In a statement released late yesterday, Malaysian Bar president Karen Cheah also contended that as a result of the decision, the unity government “has lost its moral authority to address the public and to purportedly defend their fight against corruption”.
“While it is true that justice must be tempered with mercy, it is also true that mercy must not rob justice,” Cheah said in the statement.
She said the pardon had disproportionately reduced the courts’ decision to punish Najib with a prison term of 12 years and a fine of RM210 million.
Cheah pointed out that the SRC International case, which saw Najib being hauled before the judiciary to answer for his “egregious crimes against the nation”, took four long years across all levels of the superior courts.
“Much judicial time, taxpayers’ expenses and costs were expended to ensure justice was meted out by the judiciary in imposing punishments that fit the crimes committed by Najib,” she said.
Cheah said the Federal Court’s decision dismissing Najib’s final appeal on Aug 23, 2022, was a message to the world that Malaysia was not afraid to bring to heel all those who break the law, regardless of their station or status in life.
“It was a message that Malaysia was committed to good governance and upholding the rule of law.

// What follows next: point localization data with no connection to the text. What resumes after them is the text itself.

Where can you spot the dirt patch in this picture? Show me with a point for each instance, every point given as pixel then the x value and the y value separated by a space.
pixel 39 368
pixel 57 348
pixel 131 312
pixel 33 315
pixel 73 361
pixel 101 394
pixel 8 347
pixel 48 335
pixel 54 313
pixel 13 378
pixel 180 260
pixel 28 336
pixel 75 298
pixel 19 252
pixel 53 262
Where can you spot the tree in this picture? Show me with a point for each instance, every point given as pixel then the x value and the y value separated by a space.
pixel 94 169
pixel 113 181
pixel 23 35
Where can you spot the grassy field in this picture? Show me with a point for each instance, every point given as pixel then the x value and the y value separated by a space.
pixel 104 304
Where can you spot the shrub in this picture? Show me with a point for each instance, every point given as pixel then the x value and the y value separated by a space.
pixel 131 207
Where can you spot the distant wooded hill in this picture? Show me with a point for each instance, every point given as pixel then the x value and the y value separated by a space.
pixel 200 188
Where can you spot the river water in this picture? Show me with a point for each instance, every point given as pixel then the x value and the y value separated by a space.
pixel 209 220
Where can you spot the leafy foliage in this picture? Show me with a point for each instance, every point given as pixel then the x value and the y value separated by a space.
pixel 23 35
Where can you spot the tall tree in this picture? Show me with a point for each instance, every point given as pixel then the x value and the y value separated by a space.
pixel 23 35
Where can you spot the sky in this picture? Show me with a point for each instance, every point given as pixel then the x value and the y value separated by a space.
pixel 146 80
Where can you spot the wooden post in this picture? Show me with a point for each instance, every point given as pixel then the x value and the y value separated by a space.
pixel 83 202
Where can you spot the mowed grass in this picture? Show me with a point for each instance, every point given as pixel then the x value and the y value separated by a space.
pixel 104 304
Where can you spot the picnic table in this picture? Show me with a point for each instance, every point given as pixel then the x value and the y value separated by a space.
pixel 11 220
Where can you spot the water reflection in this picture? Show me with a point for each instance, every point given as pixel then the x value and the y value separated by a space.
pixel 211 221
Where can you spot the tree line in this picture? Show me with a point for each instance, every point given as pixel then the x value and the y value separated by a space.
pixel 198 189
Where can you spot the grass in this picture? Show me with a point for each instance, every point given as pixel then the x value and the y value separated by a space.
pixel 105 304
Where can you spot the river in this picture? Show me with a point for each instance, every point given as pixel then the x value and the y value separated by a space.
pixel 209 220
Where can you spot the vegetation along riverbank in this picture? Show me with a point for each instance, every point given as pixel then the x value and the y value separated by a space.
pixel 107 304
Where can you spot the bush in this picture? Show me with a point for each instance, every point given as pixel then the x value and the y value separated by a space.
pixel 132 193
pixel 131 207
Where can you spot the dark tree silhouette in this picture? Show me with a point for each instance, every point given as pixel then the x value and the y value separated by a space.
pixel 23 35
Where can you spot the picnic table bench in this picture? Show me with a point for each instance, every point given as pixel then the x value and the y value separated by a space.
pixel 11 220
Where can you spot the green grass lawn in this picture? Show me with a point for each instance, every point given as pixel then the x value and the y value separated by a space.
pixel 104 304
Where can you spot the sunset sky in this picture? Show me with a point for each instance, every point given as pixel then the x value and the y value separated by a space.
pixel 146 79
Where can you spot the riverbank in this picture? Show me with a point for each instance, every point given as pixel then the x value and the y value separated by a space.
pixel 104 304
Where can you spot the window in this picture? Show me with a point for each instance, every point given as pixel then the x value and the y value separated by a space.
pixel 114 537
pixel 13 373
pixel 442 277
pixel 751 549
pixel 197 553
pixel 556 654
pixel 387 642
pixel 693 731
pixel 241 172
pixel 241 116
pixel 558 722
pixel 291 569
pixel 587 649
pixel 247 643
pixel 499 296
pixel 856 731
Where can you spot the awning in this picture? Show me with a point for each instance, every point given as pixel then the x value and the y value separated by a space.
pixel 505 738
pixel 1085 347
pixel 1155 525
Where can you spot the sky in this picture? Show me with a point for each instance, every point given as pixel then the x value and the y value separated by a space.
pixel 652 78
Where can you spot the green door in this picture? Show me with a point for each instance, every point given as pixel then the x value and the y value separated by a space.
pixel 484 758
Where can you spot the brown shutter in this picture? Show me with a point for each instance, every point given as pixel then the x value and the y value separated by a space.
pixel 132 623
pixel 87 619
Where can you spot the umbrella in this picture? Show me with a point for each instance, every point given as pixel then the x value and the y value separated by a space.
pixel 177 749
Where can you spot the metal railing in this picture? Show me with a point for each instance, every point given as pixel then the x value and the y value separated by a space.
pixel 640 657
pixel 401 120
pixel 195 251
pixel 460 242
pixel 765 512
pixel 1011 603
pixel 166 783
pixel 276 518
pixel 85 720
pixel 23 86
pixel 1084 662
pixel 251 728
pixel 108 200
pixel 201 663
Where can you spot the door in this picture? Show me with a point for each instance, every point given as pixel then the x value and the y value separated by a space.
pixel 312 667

“It was a message that perpetrators of such crimes against the nation should not be spared so easily for the huge debts incurred that would eventually be passed on and undertaken by the citizens of Malaysia.

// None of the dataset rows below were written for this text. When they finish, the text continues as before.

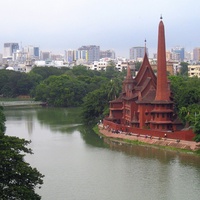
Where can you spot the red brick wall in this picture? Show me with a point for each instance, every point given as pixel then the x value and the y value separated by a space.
pixel 181 135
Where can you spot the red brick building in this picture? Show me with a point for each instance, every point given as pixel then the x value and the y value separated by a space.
pixel 146 102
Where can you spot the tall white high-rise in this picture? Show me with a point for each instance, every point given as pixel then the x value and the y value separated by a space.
pixel 10 49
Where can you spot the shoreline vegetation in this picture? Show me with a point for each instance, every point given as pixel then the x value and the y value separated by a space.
pixel 170 145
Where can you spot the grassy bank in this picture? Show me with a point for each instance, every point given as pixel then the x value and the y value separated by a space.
pixel 137 142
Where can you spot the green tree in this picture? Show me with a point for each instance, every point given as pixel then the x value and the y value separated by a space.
pixel 197 127
pixel 184 68
pixel 18 180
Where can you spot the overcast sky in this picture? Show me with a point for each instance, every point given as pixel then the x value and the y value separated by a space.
pixel 58 25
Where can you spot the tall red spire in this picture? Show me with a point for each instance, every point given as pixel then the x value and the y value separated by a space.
pixel 162 91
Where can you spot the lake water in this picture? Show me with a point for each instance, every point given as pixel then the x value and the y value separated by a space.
pixel 80 165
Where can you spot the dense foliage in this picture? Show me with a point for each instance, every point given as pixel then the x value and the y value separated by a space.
pixel 94 89
pixel 18 179
pixel 186 92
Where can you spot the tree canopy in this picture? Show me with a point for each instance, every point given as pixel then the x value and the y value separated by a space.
pixel 18 180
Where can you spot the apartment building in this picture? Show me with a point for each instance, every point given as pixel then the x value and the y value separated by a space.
pixel 194 70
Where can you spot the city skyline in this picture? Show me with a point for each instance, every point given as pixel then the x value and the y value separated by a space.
pixel 112 25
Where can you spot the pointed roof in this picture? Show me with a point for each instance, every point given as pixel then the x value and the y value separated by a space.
pixel 145 71
pixel 162 92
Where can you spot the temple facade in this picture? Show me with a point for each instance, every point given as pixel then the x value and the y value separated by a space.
pixel 146 101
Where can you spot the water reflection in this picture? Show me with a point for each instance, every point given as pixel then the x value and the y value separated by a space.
pixel 78 164
pixel 149 152
pixel 91 138
pixel 68 120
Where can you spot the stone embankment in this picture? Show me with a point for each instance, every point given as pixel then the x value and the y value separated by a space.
pixel 179 144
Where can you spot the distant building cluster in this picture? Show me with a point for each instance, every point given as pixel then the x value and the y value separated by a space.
pixel 23 59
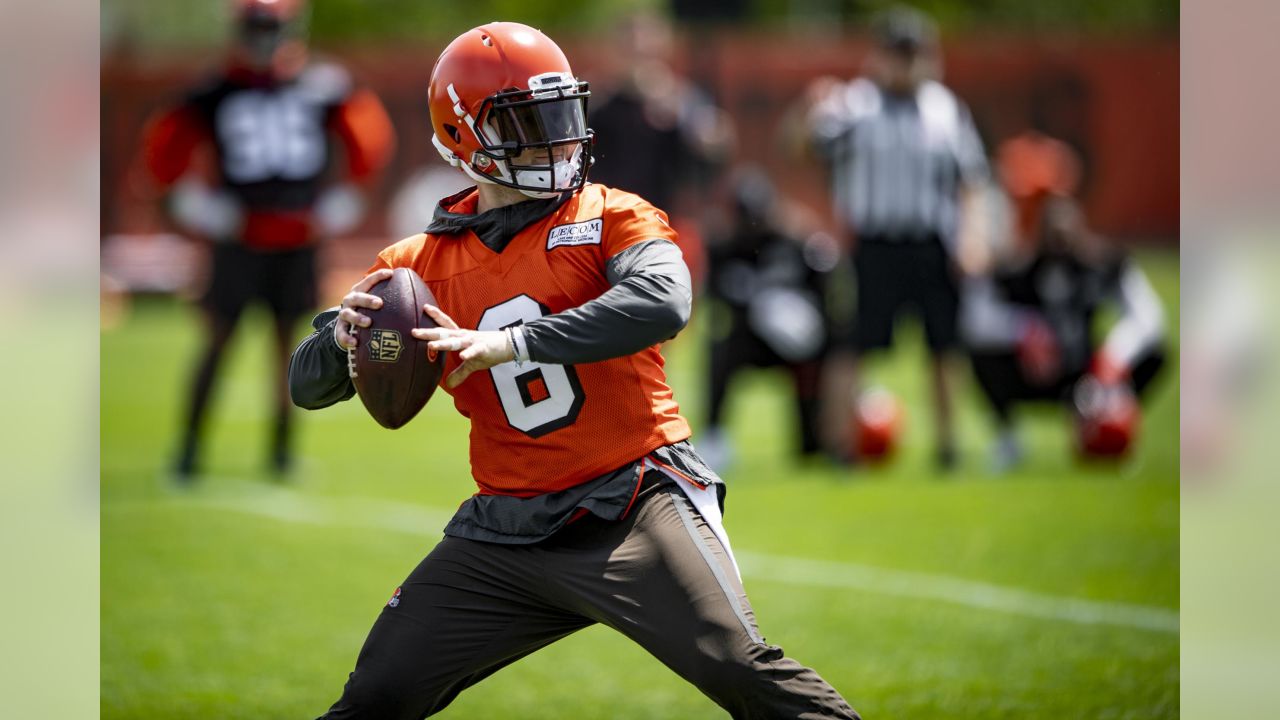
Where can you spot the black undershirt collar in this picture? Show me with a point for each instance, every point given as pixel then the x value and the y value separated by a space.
pixel 493 227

“It was a message that brought credibility to the administration of justice in the country and to the Malaysian judiciary,” the statement said.
Cheah claimed the Pardons Board had given Najib singular and preferential treatment and that the decision had put enormous doubt in the eyes of citizens of Malaysia as well as the world, and the Madani government’s commitment to upholding the rule of law and to eradicating corruption.

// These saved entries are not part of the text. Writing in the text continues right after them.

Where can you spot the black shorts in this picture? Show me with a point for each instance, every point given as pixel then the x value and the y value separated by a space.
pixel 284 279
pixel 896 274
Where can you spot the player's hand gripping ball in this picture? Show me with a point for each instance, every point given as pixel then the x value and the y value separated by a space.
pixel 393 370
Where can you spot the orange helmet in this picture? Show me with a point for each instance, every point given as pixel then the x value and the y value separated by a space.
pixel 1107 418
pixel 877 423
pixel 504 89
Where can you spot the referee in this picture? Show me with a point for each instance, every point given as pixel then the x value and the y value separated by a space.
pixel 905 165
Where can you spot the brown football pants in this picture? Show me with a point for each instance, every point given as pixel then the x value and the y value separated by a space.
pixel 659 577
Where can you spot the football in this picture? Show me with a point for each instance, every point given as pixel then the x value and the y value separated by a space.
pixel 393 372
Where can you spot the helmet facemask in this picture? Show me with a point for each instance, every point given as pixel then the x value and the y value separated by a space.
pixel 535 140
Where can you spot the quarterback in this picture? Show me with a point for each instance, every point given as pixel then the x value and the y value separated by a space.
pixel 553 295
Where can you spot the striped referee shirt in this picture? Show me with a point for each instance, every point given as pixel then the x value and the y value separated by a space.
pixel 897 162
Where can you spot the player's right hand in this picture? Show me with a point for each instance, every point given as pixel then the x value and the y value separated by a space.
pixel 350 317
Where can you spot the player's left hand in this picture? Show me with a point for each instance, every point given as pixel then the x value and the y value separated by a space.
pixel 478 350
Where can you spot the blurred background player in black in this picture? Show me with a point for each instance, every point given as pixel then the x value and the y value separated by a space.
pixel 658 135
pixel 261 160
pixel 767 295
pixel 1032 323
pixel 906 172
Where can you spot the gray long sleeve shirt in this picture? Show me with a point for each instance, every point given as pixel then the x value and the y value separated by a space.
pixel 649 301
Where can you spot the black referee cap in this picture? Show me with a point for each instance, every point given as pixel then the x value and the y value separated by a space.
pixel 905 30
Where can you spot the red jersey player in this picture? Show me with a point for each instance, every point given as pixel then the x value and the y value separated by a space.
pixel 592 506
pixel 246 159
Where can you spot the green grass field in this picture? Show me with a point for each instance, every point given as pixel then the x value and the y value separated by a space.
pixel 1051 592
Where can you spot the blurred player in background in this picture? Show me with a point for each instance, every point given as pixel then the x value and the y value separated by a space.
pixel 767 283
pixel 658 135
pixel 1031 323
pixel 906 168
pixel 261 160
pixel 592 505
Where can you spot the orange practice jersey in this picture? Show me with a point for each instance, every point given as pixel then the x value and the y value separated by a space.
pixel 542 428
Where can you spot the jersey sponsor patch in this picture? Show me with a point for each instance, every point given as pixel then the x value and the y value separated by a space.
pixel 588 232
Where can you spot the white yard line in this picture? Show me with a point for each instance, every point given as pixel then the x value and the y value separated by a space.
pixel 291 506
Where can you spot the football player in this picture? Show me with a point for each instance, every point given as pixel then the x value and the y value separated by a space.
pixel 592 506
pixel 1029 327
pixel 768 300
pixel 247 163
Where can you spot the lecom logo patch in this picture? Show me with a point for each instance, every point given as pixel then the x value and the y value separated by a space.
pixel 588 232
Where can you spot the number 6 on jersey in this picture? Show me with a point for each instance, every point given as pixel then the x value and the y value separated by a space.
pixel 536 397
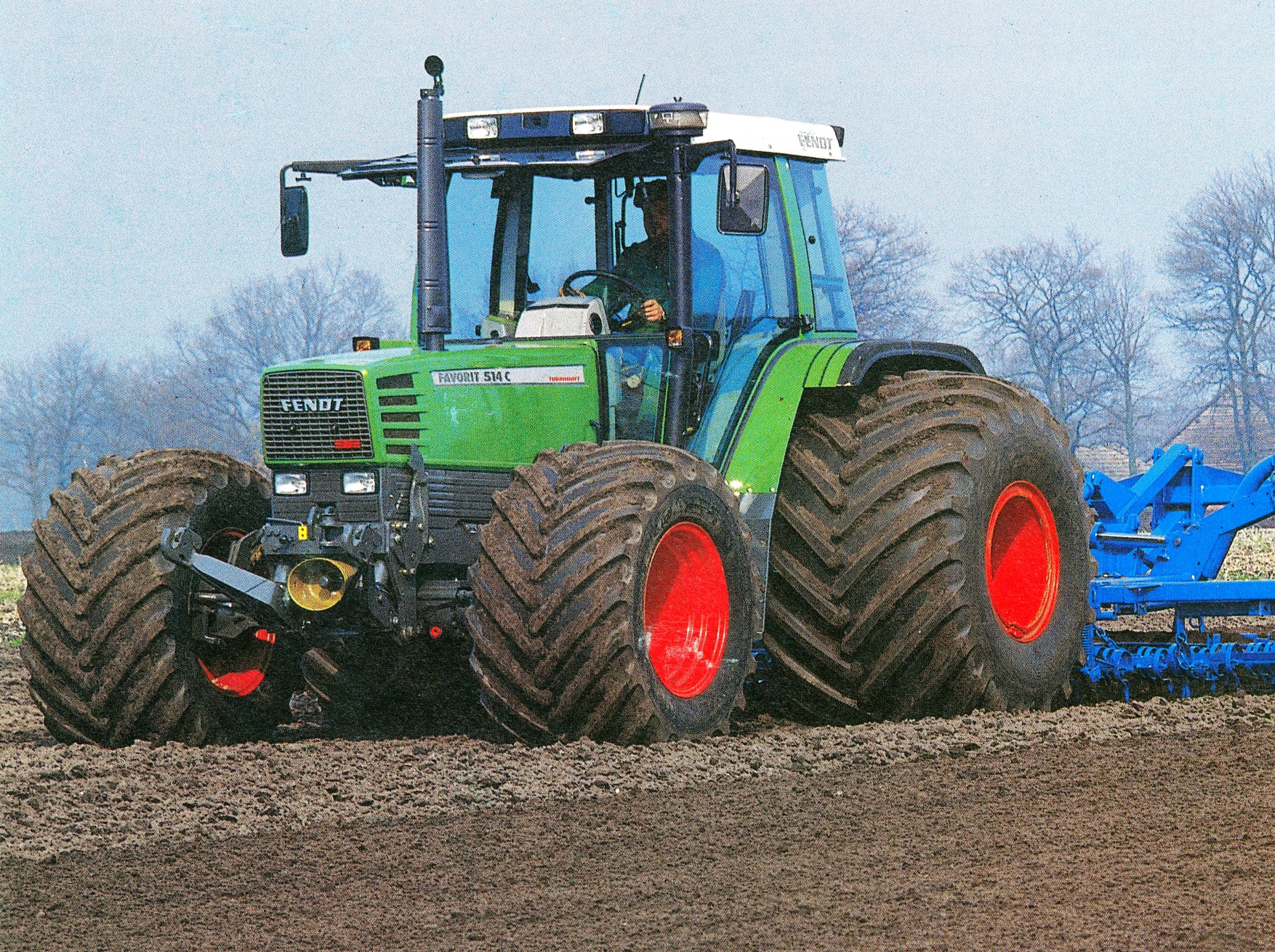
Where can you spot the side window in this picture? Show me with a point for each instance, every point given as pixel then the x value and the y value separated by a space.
pixel 471 225
pixel 739 278
pixel 744 284
pixel 833 310
pixel 563 235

“The reduction of Najib’s sentence and fine was abhorrently disproportionate to the gravity of the crime committed by him,” the statement said, adding that it has “greatly (diminished) the due process and administration of justice in Malaysia.”
Cheah also said that it was the Bar’s position that under the Federal Constitution, the exercise of the power to grant pardons vested in the King must be exercised on advice and that the King shall accept in accordance with such advice.
“The issuance of the announcement under the Prime Minister’s Department is rather telling of the role the executive played in the Pardons Board,” said Cheah.
She said it was disturbing that the government has chosen to curb freedom of speech by silencing dissent, using the convenient excuse that the Pardons Board’s announcement concerns 3R (religion, race and royalty) issues.
The case “highlights the need for reforms to our institutions, so as to provide safeguards and re-establish its credibility,” Cheah said, adding that there was a need to reduce, if not eliminate, the role of the government in the Pardons Board and to appoint independent persons to ensure inclusivity in terms of expressions from the public.
Najib, 70, was tried, and on July 28, 2020, convicted in the Kuala Lumpur High Court on seven counts of abuse of power, money laundering and criminal breach of trust involving RM42 million in funds belonging to SRC International, a former subsidiary of 1MDB.
His conviction and sentence were subsequently affirmed by the Court of Appeal on Dec 8, 2021 and by the Federal Court the following year.
On Feb 2, Pardons Board announced the decision to halve Najib’s jail term and reduce the fine imposed on him to RM50 million, subject to a condition that if it remains unpaid, the former prime minister would be liable to spend an additional year behind bars.